We are in our twenties, thirties, forties. Our Pantones are honey, brown, sand, cream, pink. We have children. We have stepchildren. We have no children. We are frightened that if we have children they will rip us open, and we will hate them. We are in open relationships. We are in guarded relationships. We are recently divorced. We are midwives, tech women, high school teachers, accountants, and artists. We like men. We like women. We have only ever slept with men but have always wondered about women. We wonder if our mothers had asked us a different question would we be with a woman? Some of us have been touched when we said no. When we stayed silent. Some of us have not. Some of us can’t remember.

We. Don’t. Like. Sex. One of us loves sex but only when we are tied up by someone who is not our husband, when our husband is at home boiling water for wagon wheels for the kids. We only ever orgasm with our vibrators, when we are the last one awake—more a bargain for the spell of sleep than our own pleasure.

The woman with short red hair and long turquoise earrings—the woman who gathered us here—tells us to write down moments of pleasure. We are at a loss. We write down: our leg hair in the breeze. We write down: dragging a crayon across the page. We write down: the itch of a bee sting. We write down: touching our lovers’ nipples with the pads of our thumbs.

We are told to close our eyes. To find our midline. To rock our pelvis forward. And back. Feel the bones of our butt. Feel the vulva. Feel up, in front of the spine. We are shown Betty Dodson’s charcoal vulva illustrations, named: Baroque, Classical, Art Deco, Gothic, Renaissance, Modern. We are told to paint our pussies. At home, we sit on the carpet with mirrors. We brace a foot on the bathroom counter. We pile pillows on the bed. Some look like sea urchins; some like winged, scaley sky-creatures; some like asymmetrical flesh in bloom.

Reunited, we hold our paintings up next to our faces—our most known skin next to our most secret.

At home, we call each other naked. We describe what we see. The sharp cut of our noses. The moon-shape of our bellies. We look at the lines in our faces and say, “What a privilege it is to age.”

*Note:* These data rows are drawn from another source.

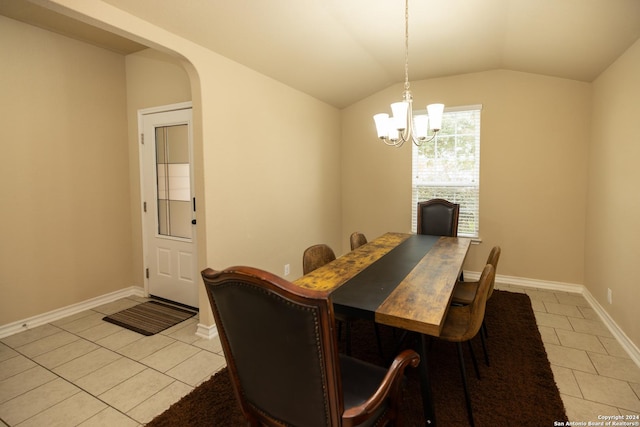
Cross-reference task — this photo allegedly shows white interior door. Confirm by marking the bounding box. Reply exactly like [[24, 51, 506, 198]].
[[141, 108, 198, 307]]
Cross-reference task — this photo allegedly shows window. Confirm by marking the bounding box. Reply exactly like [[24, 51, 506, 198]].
[[411, 105, 482, 237]]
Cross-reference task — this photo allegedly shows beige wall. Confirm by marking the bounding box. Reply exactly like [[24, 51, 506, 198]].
[[342, 70, 591, 284], [585, 40, 640, 347], [0, 2, 341, 324], [0, 0, 640, 356], [0, 16, 134, 325]]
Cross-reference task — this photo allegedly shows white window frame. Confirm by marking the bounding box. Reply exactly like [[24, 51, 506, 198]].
[[411, 105, 482, 239]]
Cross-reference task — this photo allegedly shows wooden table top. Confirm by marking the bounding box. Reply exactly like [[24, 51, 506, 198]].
[[294, 233, 471, 336]]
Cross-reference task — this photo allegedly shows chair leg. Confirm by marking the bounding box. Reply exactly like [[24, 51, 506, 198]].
[[480, 319, 489, 338], [373, 322, 385, 360], [480, 331, 491, 366], [456, 343, 475, 427], [467, 340, 480, 379], [344, 321, 351, 356], [456, 343, 475, 427]]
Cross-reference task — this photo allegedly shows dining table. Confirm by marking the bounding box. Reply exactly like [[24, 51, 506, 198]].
[[294, 232, 471, 426]]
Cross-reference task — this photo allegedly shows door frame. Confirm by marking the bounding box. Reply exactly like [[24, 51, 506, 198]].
[[136, 101, 194, 305]]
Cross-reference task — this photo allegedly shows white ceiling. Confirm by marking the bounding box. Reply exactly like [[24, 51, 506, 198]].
[[0, 0, 640, 108]]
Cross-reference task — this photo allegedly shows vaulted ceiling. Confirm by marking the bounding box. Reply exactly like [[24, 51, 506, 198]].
[[0, 0, 640, 108]]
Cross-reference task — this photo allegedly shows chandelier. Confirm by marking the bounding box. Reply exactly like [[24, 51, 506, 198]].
[[373, 0, 444, 147]]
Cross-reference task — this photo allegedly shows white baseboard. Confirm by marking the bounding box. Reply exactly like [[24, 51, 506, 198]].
[[0, 286, 145, 338], [464, 271, 640, 367]]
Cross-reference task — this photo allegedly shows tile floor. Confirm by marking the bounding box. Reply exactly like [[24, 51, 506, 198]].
[[0, 285, 640, 427], [0, 297, 225, 427]]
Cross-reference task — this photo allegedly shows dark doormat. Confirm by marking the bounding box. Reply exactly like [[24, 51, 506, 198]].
[[102, 301, 196, 336]]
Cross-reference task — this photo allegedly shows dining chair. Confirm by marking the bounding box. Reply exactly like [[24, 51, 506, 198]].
[[349, 231, 367, 250], [302, 243, 336, 274], [451, 246, 502, 366], [202, 267, 420, 427], [437, 264, 495, 426], [302, 243, 353, 355], [348, 231, 388, 359], [451, 246, 502, 305], [417, 199, 460, 237]]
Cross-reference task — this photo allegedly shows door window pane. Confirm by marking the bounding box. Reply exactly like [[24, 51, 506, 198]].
[[156, 124, 192, 238]]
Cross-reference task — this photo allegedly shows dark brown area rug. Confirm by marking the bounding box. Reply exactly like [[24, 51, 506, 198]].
[[102, 301, 197, 336], [147, 291, 567, 427]]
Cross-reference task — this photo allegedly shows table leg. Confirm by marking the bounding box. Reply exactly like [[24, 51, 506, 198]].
[[419, 334, 436, 426]]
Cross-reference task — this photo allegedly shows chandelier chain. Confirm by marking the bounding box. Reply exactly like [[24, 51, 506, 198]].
[[404, 0, 409, 90]]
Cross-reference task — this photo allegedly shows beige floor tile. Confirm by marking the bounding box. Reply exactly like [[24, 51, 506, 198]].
[[99, 369, 175, 413], [562, 395, 619, 425], [544, 301, 583, 319], [118, 334, 175, 360], [60, 311, 110, 334], [578, 307, 601, 320], [556, 329, 607, 354], [0, 354, 36, 381], [18, 392, 107, 427], [556, 292, 591, 307], [544, 343, 597, 374], [538, 326, 560, 345], [598, 337, 630, 359], [166, 350, 226, 387], [525, 288, 558, 302], [569, 317, 613, 337], [127, 381, 193, 424], [34, 339, 98, 369], [531, 299, 547, 313], [551, 365, 583, 399], [0, 378, 80, 426], [78, 407, 140, 427], [629, 383, 640, 399], [0, 343, 19, 362], [588, 352, 640, 383], [1, 324, 60, 349], [140, 341, 202, 372], [16, 331, 79, 359], [193, 337, 224, 356], [0, 365, 58, 403], [53, 348, 122, 381], [574, 371, 640, 411], [51, 310, 96, 329], [96, 328, 144, 351], [78, 321, 122, 342], [74, 357, 146, 396], [60, 311, 109, 334], [535, 311, 573, 331]]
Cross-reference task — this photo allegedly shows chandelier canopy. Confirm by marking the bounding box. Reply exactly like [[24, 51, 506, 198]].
[[373, 0, 444, 147]]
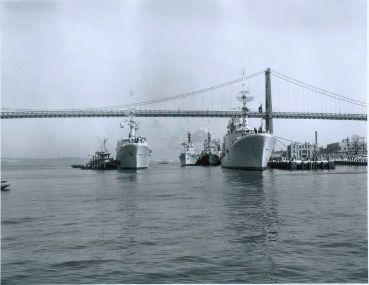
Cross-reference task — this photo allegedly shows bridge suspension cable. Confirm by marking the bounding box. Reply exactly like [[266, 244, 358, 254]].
[[88, 71, 264, 109], [271, 70, 367, 107]]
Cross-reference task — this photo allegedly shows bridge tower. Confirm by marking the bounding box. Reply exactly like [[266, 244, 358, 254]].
[[265, 68, 273, 134]]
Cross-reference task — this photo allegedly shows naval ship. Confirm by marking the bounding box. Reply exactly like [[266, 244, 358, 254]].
[[116, 110, 151, 169], [179, 132, 199, 166], [221, 75, 276, 170], [196, 132, 220, 166]]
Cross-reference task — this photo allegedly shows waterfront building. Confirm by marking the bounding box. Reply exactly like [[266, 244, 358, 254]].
[[287, 142, 319, 160], [324, 136, 367, 155]]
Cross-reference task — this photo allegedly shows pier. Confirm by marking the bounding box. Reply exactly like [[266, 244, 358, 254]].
[[268, 160, 336, 170]]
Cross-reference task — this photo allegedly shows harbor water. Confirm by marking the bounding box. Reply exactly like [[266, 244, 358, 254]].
[[1, 160, 368, 284]]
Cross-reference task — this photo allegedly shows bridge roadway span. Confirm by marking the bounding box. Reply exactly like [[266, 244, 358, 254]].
[[1, 110, 367, 121]]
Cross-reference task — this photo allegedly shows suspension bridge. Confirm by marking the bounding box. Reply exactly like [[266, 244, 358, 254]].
[[1, 68, 367, 132]]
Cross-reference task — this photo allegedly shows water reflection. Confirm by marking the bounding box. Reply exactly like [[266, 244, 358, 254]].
[[223, 169, 278, 258]]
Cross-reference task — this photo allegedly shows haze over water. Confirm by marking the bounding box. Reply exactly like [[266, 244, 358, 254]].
[[1, 160, 368, 284]]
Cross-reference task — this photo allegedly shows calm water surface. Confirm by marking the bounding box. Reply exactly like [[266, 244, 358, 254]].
[[1, 160, 368, 284]]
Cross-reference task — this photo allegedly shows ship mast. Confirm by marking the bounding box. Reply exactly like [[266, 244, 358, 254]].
[[238, 70, 253, 130], [120, 90, 138, 141]]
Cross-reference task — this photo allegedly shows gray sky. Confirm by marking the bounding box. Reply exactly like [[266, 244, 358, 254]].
[[1, 0, 367, 159]]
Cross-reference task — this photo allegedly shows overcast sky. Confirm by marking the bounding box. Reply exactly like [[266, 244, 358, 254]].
[[1, 0, 367, 159]]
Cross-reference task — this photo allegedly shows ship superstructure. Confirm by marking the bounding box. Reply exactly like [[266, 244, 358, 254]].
[[79, 138, 117, 170], [221, 72, 276, 170], [197, 132, 220, 166], [179, 132, 199, 166], [116, 109, 151, 169]]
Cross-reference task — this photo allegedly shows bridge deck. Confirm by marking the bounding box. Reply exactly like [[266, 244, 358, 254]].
[[1, 110, 367, 121]]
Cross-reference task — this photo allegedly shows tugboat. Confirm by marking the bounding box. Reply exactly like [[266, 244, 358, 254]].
[[196, 132, 220, 166], [179, 132, 199, 166], [116, 109, 151, 169], [78, 138, 118, 170], [221, 71, 276, 170]]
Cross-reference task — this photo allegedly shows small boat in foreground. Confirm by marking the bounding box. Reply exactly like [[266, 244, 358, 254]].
[[1, 180, 10, 190]]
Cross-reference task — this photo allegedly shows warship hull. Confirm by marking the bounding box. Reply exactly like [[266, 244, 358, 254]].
[[196, 153, 220, 166], [179, 152, 199, 166], [116, 143, 151, 169], [221, 134, 276, 170]]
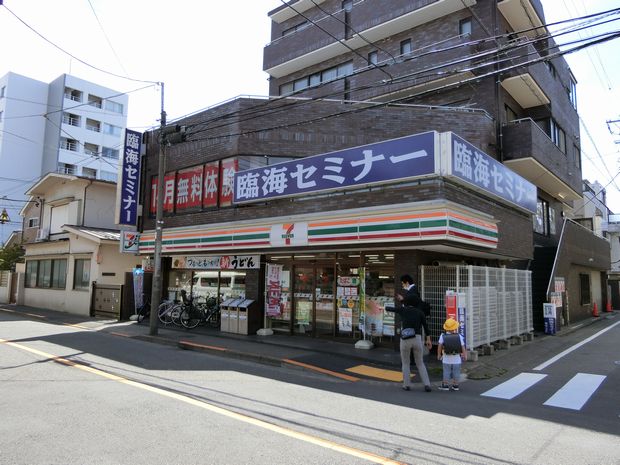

Then we blindfold ourselves and put the phone on speaker, rest it somewhere close to our mouths. We are told to feel ourselves. We start at the center. Our hands a heart around our navels. We feel strange touching ourselves—are we feeling with our hands? Or receiving with our bodies? Our hair long like a cape. Our hair cropped short against our necks. The heels of our hands in our eye sockets. We move down. We move up. We move down. Our small breasts like saucers feel full in our hands. We like the fleshy bits. We like hands spooning, resting on our coarse mons. We hold on to the knees like doorknobs. Our cold feet.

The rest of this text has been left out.